Nevada Legislature Introduces Bills Expanding Contraception Coverage in Employee Insurance

Nevada Senate
The Nevada Legislature building located in Carson, pictured in 2007. The state’s Assembly and Senate introduced bills expanding contraception coverage in employee health care. |

Two bills have been introduced in the Nevada Legislature that would require employers to expand contraception coverage in the medical insurance they provide for their employees, regardless of the religious background of the employers.

Assembly Bill 249 and Senate Bill 233 were heard in the Assembly and Senate Health and Human Services Committee early this month.

Current law allows businesses to be exempt from covering contraceptives for its employees on the basis of religious conscience. In 2014, the U.S. Supreme Court said in a 5-4 ruling that businesses that are operated with a few individuals are allowed to choose not to cover employees' birth control.

The newly introduced bills, mainly sponsored by three Democratic members of the Legislature, aim to take those exemptions away, and would also expand the coverage that insurance can provide.

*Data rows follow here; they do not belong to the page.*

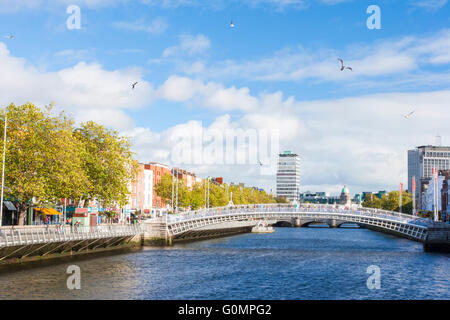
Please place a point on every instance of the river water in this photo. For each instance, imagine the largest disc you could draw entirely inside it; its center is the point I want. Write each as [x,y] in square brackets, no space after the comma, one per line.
[292,263]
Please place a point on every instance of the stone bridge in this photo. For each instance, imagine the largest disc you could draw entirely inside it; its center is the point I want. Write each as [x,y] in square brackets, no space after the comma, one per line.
[201,223]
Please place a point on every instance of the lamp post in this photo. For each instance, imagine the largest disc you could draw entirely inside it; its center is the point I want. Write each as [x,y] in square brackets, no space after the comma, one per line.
[3,170]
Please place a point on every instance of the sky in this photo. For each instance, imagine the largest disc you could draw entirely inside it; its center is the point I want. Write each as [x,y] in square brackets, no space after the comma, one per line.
[275,74]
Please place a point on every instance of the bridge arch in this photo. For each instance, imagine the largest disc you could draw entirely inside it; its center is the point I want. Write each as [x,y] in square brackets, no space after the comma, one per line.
[379,220]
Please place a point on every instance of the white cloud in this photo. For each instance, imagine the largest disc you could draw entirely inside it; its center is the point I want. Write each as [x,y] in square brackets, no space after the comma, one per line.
[189,45]
[430,4]
[84,89]
[358,141]
[211,95]
[387,58]
[10,6]
[157,26]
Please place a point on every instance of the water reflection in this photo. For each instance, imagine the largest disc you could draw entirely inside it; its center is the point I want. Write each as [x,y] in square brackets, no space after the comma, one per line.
[292,263]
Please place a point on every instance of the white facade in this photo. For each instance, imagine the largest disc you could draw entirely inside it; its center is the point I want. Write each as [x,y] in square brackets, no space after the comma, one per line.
[288,176]
[427,199]
[422,160]
[148,188]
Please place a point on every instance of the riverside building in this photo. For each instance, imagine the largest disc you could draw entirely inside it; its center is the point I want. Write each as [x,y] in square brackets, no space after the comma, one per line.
[421,162]
[288,176]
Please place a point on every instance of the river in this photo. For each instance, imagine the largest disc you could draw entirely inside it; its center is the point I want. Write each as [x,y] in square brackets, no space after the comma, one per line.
[292,263]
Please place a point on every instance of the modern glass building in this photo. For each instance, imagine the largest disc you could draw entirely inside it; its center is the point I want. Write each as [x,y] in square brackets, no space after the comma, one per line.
[288,176]
[422,160]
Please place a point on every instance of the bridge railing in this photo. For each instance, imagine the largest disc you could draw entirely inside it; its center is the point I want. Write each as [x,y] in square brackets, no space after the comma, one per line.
[367,212]
[12,236]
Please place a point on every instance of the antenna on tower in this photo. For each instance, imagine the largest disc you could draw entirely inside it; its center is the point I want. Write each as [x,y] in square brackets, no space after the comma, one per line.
[438,140]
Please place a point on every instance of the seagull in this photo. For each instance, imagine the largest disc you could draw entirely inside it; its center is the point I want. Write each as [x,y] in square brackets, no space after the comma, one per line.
[344,67]
[409,115]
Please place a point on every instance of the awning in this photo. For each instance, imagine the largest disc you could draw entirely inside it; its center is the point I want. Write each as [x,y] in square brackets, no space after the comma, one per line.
[48,211]
[9,205]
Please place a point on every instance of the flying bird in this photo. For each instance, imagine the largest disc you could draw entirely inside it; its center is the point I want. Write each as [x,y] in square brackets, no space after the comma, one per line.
[344,67]
[407,116]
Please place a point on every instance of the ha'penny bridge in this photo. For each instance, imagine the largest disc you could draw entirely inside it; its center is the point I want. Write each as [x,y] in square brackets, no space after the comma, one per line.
[26,243]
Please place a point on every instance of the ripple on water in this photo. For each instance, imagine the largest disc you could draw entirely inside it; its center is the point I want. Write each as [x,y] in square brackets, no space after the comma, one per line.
[292,263]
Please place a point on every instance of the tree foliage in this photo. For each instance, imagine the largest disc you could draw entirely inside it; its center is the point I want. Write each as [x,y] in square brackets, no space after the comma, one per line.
[48,159]
[390,201]
[219,195]
[108,163]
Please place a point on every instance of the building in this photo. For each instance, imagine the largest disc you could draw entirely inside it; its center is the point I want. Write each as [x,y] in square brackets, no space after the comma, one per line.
[159,170]
[318,197]
[288,176]
[185,177]
[141,197]
[370,195]
[421,161]
[345,198]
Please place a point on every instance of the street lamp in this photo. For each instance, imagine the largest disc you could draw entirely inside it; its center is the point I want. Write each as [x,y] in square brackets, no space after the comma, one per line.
[3,170]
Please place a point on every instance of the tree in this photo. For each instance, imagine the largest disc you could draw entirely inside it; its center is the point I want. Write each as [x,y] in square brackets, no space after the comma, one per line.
[42,157]
[108,161]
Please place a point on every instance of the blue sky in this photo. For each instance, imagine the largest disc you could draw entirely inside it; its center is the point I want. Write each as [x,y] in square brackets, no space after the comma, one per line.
[277,68]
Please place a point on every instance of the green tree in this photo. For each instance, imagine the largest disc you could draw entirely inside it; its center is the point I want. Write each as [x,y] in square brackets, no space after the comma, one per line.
[42,157]
[108,161]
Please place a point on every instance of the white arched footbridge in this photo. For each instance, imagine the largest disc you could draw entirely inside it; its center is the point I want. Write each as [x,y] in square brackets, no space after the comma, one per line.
[180,225]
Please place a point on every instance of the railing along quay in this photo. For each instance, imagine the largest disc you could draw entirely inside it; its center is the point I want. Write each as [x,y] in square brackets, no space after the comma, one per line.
[16,236]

For instance, whereas currently individuals can receive a limit of 90 days of birth control prescriptions, the bill aims to expand that to a years' worth of prescriptions maximum. The bill introduced in the Senate would also require that the employer-provided insurance covers screenings for diabetes, prenatal tests, and counseling for domestic violence, among other things.

"My goal is to make sure that as many women as possible have access to the health services that they need," said Senator Julia Ratti (D-Sparks), who sponsored SB 233.

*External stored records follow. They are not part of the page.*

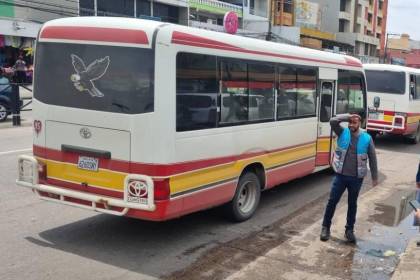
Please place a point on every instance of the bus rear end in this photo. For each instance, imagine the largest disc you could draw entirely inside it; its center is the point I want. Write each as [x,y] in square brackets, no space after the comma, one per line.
[387,88]
[93,90]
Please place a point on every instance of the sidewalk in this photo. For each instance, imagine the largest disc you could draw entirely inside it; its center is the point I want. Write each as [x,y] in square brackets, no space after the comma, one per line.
[409,266]
[382,238]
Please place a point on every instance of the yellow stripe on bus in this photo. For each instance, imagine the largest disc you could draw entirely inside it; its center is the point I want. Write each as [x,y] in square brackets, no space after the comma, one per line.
[70,172]
[178,183]
[192,180]
[388,118]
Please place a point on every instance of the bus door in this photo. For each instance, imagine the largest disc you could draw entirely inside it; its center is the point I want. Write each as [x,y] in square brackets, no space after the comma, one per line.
[324,141]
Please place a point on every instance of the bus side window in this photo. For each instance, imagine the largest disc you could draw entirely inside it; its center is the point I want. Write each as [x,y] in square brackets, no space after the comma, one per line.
[261,91]
[196,92]
[234,105]
[350,94]
[413,87]
[417,86]
[286,98]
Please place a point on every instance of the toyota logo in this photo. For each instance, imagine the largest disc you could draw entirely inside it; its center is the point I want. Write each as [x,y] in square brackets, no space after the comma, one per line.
[85,133]
[137,189]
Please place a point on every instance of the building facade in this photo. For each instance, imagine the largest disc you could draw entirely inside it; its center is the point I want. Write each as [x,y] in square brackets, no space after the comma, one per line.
[352,26]
[20,22]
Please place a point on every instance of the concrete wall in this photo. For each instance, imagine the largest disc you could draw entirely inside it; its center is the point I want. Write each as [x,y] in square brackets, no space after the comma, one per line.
[51,10]
[329,10]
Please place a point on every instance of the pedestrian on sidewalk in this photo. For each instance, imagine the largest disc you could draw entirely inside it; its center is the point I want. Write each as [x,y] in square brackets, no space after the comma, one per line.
[20,70]
[417,215]
[354,148]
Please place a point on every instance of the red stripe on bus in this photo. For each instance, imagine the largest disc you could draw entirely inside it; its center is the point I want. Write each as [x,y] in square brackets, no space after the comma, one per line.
[100,34]
[290,172]
[151,169]
[181,38]
[322,158]
[378,122]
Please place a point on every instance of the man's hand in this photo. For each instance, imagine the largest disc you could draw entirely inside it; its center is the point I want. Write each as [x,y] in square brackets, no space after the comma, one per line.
[418,214]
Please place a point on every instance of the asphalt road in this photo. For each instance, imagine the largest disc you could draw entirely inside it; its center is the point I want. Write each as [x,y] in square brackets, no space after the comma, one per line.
[41,240]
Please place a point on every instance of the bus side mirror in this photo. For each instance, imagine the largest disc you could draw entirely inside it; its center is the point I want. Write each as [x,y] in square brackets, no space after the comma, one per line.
[376,102]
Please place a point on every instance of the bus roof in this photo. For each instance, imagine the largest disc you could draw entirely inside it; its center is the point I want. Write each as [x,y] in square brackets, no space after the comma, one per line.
[390,67]
[139,32]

However, the bills are being opposed by some conservatives, who say that they are infringing on employers' religious liberty.

"We are very concerned about the slippery slope we are now on in this state of the erosion of religious liberty," said Janine Hansen, the state president of Nevada Families for Freedom, during the Assembly Health and Human Services Committee meeting.

Currently, four other states allow patients to receive 12 months of birth control prescriptions.